1.)The depletion of the concentration of ATP. The rate of ATP utilization exceeds the rate of production. The muscle cannot contract without ATP.
2.)Increased amounts of intracellular acidity due to the rise in lactic acid levels. This increased hydrogen ion concentration affects the contractile proteins of the muscle fibers, decreasing the force generated by the muscle fibers.
3.)The depletion of muscle glycogen levels. As the amount of available glycogen diminishes, the muscle can no longer sustain a contraction.
4.)Levels of other metabolic waste products, including Carbon Dioxide, increase within muscle cells. If levels of acid and carbon dioxide waste products build up, this will slow aerobic metabolism, resulting in less efficient metabolism.

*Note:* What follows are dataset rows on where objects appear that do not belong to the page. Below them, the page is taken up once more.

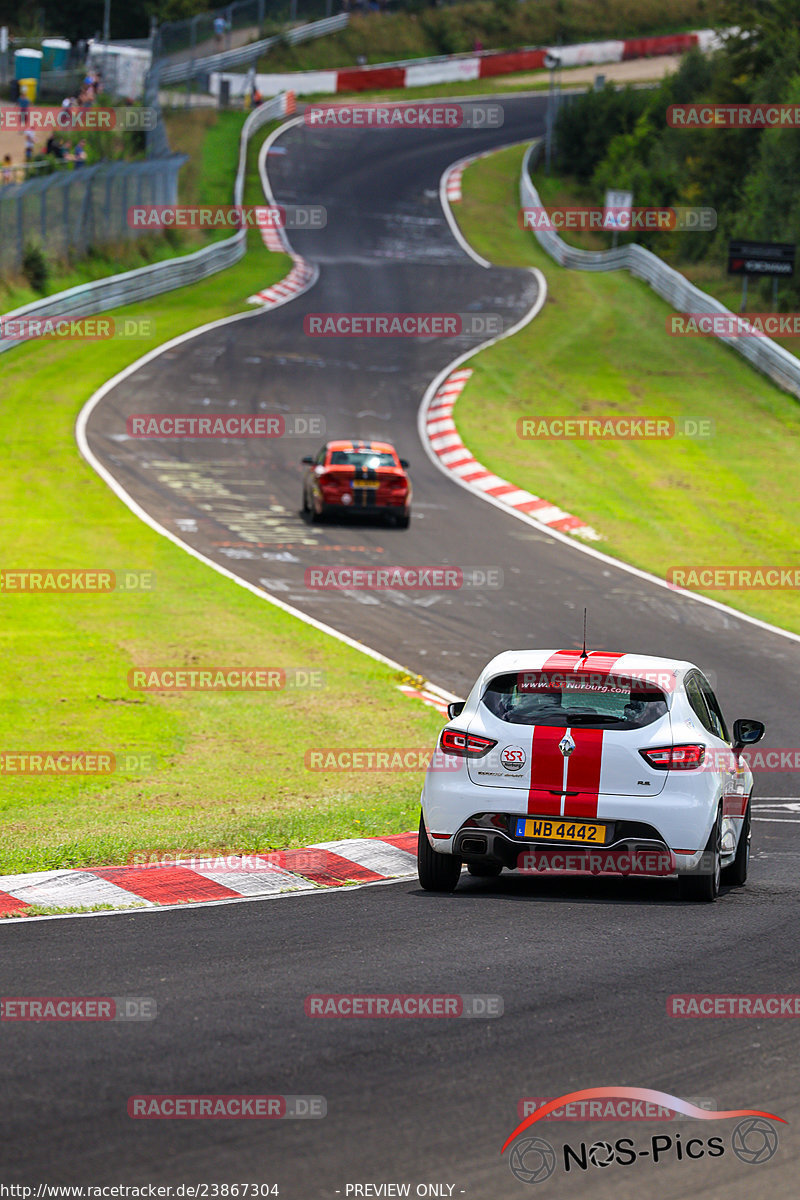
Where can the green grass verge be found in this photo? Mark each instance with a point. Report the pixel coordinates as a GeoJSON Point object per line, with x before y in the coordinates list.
{"type": "Point", "coordinates": [600, 347]}
{"type": "Point", "coordinates": [229, 768]}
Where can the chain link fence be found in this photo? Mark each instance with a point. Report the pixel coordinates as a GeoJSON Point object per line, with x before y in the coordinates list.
{"type": "Point", "coordinates": [68, 211]}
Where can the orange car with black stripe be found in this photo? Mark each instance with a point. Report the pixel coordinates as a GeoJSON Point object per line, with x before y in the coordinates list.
{"type": "Point", "coordinates": [365, 478]}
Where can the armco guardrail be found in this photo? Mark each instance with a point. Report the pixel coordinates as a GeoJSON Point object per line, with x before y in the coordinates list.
{"type": "Point", "coordinates": [175, 273]}
{"type": "Point", "coordinates": [179, 72]}
{"type": "Point", "coordinates": [764, 354]}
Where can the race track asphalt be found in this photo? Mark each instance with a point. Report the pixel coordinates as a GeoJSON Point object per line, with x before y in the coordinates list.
{"type": "Point", "coordinates": [584, 969]}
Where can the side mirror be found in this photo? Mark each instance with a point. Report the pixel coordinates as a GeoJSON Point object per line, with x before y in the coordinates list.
{"type": "Point", "coordinates": [746, 732]}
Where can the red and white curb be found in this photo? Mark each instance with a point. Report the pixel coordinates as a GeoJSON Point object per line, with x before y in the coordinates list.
{"type": "Point", "coordinates": [444, 439]}
{"type": "Point", "coordinates": [326, 864]}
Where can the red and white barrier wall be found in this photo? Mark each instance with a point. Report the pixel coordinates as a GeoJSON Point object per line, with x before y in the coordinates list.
{"type": "Point", "coordinates": [467, 69]}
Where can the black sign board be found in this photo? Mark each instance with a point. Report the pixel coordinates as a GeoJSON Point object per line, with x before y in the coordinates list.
{"type": "Point", "coordinates": [774, 258]}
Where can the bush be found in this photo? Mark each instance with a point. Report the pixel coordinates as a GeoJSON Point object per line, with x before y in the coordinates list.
{"type": "Point", "coordinates": [35, 268]}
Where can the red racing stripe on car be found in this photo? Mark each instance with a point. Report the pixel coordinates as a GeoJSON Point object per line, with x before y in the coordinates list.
{"type": "Point", "coordinates": [546, 771]}
{"type": "Point", "coordinates": [583, 773]}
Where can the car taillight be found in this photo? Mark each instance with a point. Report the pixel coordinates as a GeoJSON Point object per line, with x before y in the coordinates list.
{"type": "Point", "coordinates": [465, 745]}
{"type": "Point", "coordinates": [685, 757]}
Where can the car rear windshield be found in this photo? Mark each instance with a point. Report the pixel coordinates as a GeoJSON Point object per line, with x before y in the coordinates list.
{"type": "Point", "coordinates": [539, 697]}
{"type": "Point", "coordinates": [361, 459]}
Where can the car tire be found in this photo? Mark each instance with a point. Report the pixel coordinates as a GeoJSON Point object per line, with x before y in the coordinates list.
{"type": "Point", "coordinates": [485, 870]}
{"type": "Point", "coordinates": [437, 873]}
{"type": "Point", "coordinates": [705, 888]}
{"type": "Point", "coordinates": [735, 875]}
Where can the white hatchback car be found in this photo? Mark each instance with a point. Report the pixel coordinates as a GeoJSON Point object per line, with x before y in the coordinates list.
{"type": "Point", "coordinates": [607, 763]}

If muscle fatigue sets in and the muscle is no longer able to sustain work efficiently, the muscle becomes overloaded resulting in micro trauma to the muscle fibers. If this fatigue and overloading is repetitive or long term in nature the resulting microtrauma becomes cumulative and pathology or injury occurs. Local muscle fatigue is suspect to contribute to work-related Cumulative Trauma Disorders. In order to avoid the adverse effects of muscle fatigue, a sufficient supply or flow of blood to the working muscles is critical.

Since aerobic metabolism generates almost 20 times as much ATP for energy as does anaerobic energy, the effects of muscle fatigue can be minimized by ensuring work load intensity is low enough so that adequate oxygenation, or blood flow to the active working muscles is achieved. If heavy workloads are required, they should be brief in duration, lasting less than a few seconds or minutes, which reduces the effects of prolonged anaerobic metabolism, and maximizes metabolic efficiency.

Summary
The most important factor in ergonomic job design or modification is to promote aerobic metabolism and adequate blood flow, resulting in a high metabolic efficiency. This will maintain adequate blood flow to working muscles, prevent fatigue and allow maximal performance. Dynamic muscle contractions are always preferred over static muscle loading situations. Work-rest cycles should provide sufficient recovery times to sufficiently perfuse active muscles with blood. Jobs should be designed or modified to minimize or reduce the requirements for static contractions, such as static grips, extended reaches and extreme postures.